We Will Not Accidentally Create AGI

July 6, 2025

We need to give ourselves more credit as complex systems.

Many lay people intuitively understand that LLMs like ChatGPT are not about to become an AGI by just feeding more compute to them. Yet people intimately involved with the technology, including prominent people in the AI business like Elon Musk and Sam Altman, continually proclaim that we are months or short years away from computer superintelligence. They seem to believe that the distance between current best LLMs and AGI is more compute, or perhaps some model tweaks, or at most one more theoretical advancement. For example, Elon Musk recently claimed in an interview with YCombinator that "we're quite close to digital superintelligence. If it doesn't happen this year, then next year for sure". This exuberance regarding digital superintelligence is espoused by many prominent tech figures. You might say that of course AI CEOs will hype AI. Still, whatever these mens' motives, they are fanning the flames of an AI fanaticism is very real.

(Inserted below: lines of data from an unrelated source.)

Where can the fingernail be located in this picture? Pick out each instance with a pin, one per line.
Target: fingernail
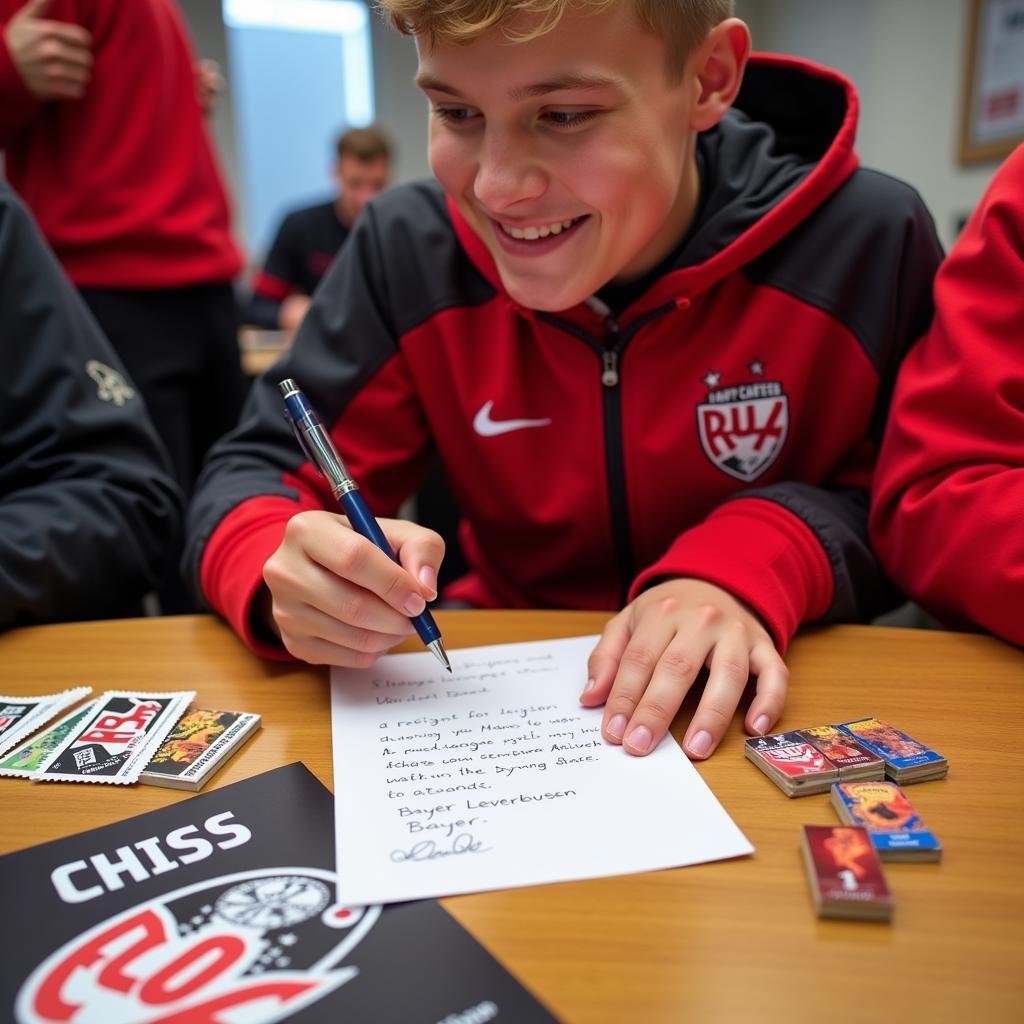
(639, 739)
(617, 726)
(699, 744)
(428, 578)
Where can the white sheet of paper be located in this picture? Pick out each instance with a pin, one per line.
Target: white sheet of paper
(497, 777)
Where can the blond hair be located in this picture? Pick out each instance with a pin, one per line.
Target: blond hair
(683, 24)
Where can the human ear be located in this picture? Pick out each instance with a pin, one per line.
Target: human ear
(717, 67)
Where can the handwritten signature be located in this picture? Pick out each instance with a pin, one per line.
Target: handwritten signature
(427, 849)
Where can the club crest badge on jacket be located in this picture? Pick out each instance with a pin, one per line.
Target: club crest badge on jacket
(742, 427)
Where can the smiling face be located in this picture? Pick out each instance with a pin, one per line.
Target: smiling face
(358, 181)
(570, 155)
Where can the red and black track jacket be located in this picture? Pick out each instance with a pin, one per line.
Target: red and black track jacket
(948, 507)
(723, 426)
(88, 510)
(122, 182)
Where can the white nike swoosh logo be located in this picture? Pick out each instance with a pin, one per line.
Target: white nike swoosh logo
(487, 427)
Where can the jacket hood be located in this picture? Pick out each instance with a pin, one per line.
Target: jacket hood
(785, 145)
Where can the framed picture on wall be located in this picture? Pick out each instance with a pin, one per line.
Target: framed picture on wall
(992, 122)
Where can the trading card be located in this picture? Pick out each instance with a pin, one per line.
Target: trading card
(24, 760)
(845, 872)
(115, 741)
(885, 811)
(843, 750)
(198, 745)
(19, 717)
(896, 748)
(791, 755)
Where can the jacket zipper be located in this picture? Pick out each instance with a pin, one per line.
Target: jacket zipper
(610, 354)
(611, 397)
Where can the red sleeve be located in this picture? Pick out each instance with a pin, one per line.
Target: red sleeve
(17, 105)
(761, 553)
(948, 503)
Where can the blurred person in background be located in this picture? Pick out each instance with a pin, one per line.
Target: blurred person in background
(102, 131)
(309, 238)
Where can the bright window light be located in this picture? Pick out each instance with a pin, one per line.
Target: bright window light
(337, 16)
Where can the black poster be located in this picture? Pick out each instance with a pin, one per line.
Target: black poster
(220, 909)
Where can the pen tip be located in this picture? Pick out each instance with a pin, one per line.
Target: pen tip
(438, 649)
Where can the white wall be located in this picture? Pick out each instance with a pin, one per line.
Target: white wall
(401, 109)
(906, 58)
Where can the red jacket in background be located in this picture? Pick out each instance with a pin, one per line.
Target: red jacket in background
(948, 504)
(123, 182)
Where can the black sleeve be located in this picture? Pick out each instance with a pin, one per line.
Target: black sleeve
(888, 305)
(88, 509)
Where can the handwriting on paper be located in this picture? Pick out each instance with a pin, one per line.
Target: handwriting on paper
(497, 776)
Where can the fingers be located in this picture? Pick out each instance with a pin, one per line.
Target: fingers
(69, 42)
(727, 676)
(332, 544)
(772, 688)
(321, 639)
(420, 551)
(656, 669)
(603, 663)
(338, 599)
(651, 652)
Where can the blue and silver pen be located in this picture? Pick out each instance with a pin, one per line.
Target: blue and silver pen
(318, 448)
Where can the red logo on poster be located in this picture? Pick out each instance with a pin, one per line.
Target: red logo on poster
(248, 948)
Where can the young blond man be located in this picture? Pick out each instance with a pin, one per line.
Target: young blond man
(308, 239)
(649, 326)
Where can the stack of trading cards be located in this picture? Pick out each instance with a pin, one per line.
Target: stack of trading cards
(895, 827)
(198, 747)
(845, 873)
(20, 717)
(792, 762)
(114, 739)
(852, 759)
(906, 760)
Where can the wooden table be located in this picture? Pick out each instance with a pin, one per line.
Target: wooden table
(726, 941)
(260, 348)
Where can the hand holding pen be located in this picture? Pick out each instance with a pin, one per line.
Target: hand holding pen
(339, 597)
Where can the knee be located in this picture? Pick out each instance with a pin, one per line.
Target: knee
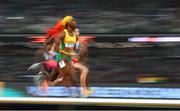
(85, 70)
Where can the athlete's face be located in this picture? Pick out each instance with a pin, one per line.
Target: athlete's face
(72, 24)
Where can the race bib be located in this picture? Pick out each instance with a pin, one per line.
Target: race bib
(69, 45)
(62, 64)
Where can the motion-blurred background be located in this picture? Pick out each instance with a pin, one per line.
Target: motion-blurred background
(113, 60)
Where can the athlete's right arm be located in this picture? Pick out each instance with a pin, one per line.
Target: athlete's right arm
(59, 37)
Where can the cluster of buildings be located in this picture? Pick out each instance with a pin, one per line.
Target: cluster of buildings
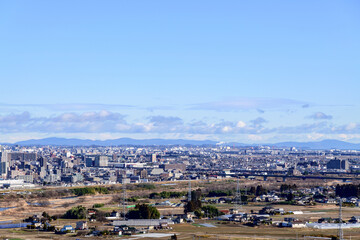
(55, 165)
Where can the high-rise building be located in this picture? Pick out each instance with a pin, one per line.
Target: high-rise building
(338, 164)
(101, 161)
(153, 157)
(4, 163)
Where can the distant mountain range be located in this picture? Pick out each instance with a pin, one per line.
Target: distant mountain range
(325, 144)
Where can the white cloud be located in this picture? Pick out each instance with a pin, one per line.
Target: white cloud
(320, 116)
(241, 124)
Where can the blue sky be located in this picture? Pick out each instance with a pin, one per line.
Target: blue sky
(245, 71)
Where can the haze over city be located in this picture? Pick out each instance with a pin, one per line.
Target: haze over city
(244, 71)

The only real general intelligence that we know of is our own. Naturally, when evaluating the LLMs and other artificial intelligences that we have created we tend to compare them to ourselves. There has been much fanfare and maybe more anxiety each time machines become apparently better than us at some task, such as the LSAT. Of course, this anxiety dates to even before Deep Blue beat Garry Kasparov at Chess. With the advent of LLMs, it appears that computers are now able to understand concepts and their relations to each other. An LLM is a vast network of nodes and connections–a map of reality. Like all maps, it is imperfect, though this alone is not a reason to discount them. Our own understanding of reality is infinitely limited and often incorrect.

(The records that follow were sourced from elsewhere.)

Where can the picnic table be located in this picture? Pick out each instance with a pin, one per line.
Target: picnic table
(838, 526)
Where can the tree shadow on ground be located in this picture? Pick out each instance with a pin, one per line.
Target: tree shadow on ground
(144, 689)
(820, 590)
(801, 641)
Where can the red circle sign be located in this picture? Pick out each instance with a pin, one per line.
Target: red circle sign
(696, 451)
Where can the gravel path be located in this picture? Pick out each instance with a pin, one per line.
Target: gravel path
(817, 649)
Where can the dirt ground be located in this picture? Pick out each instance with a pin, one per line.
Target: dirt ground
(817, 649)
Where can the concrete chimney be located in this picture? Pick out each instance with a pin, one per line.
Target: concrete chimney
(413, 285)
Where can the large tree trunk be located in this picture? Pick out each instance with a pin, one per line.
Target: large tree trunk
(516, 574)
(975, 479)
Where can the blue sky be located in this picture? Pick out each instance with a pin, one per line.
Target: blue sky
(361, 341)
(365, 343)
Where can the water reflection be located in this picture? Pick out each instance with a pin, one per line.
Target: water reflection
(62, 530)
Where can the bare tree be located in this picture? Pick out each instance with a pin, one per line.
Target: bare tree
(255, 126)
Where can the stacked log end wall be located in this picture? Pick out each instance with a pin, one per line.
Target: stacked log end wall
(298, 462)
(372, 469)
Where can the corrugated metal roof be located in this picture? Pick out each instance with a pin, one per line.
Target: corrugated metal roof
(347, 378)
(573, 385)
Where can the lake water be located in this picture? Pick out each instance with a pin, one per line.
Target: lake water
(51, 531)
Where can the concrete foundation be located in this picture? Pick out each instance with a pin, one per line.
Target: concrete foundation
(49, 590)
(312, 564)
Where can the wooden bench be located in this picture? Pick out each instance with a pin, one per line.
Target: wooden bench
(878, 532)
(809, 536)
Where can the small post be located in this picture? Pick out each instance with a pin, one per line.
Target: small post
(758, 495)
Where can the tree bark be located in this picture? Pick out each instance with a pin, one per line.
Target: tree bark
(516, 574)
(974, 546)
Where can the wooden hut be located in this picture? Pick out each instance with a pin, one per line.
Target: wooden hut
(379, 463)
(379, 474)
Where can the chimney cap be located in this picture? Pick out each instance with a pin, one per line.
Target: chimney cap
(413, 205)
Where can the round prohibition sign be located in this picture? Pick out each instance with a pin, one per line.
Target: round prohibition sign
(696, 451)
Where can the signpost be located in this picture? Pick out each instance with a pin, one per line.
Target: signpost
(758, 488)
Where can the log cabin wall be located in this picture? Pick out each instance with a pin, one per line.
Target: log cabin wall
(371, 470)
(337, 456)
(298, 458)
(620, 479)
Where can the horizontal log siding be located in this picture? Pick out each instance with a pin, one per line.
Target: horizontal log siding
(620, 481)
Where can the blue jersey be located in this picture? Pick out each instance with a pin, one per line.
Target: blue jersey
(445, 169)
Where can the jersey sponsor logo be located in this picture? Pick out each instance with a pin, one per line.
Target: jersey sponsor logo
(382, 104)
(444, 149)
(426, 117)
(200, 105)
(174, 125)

The question remains, how does the human mind settle on valuable ideas? An LLM’s next token of output is determined based on the training material it has been provided. A human has no such guidance in many situations. It’s popular to believe that most people do not do anything “new” in their jobs; they are only applying what they have been taught to the task at hand. From this it would follow that the only people whose livelihoods are safe from AI are the handful of people globally who work to produce new theoretical knowledge for humanity. All the rest of us are doomed: the LLMs are nipping at our heels, and they only needs more powerful hardware before they catch us. I think this is mistaken of course. Every situation is “new” in some way, and since the artificial thinkers we have created are untethered from reality and connection to “value”, they are hopeless at navigating this. This means that human intelligence and AI intelligence are categorically different–at least, our own intelligence contains something which is not captured at all by the LLM mind: a feeling for value.

What enables us to recognize value? Our desires guide us in identifying the problems that are worth solving, satisfaction is a feeling that makes us understand when a given problem has been solved–the belly guides the head. LLMs are a head with no belly. Consider yourself as a complex system arising out of the interaction of trillions of individual cells. These cells coordinate together for the mutual satisfaction of their desires, like how humans form states for the same purpose. The state controls its people, but the people also guide and constrain the state. The state is nothing without its people. The head guides the body, but the body guides the head. The head is nothing without its body.

The mistake in believing that LLMs will become general intelligences (recognizable “selves” like humans) if only they are given enough compute or enough training is mistaking our central nervous systems as the only intelligent (value discerning) part of our selves. In reality, we are bottom-up systems, value discerning all the way to the cellular level. In order to push the frontiers of knowledge, or even to apply existing knowledge to new situations (all situations are new in some way), LLMs need to have a feeling for value. This is of course a strictly human judgement, which is to say that the question of what is valuable exists only because of our biological reality, and our existence in the real universe.

LLMs as they exist in 2025 are already immensely useful. But their use is in being an augmentation to the human mind, which still has a monopoly on discerning value in any problem space, not just at the theoretical frontier of knowledge. Even the work of a garbage collector, or an assembly line worker, or a taxi driver, is guaranteed to produce unforeseen circumstances which would require a general problem solver. This is not to say that these jobs won’t see significant automation, but it does mean that there will always be a human backstop behind these systems in order to help AI tools when they get stuck. Our civilization has been automating work for a long time. LLMs are best understood as a continuation of this habit.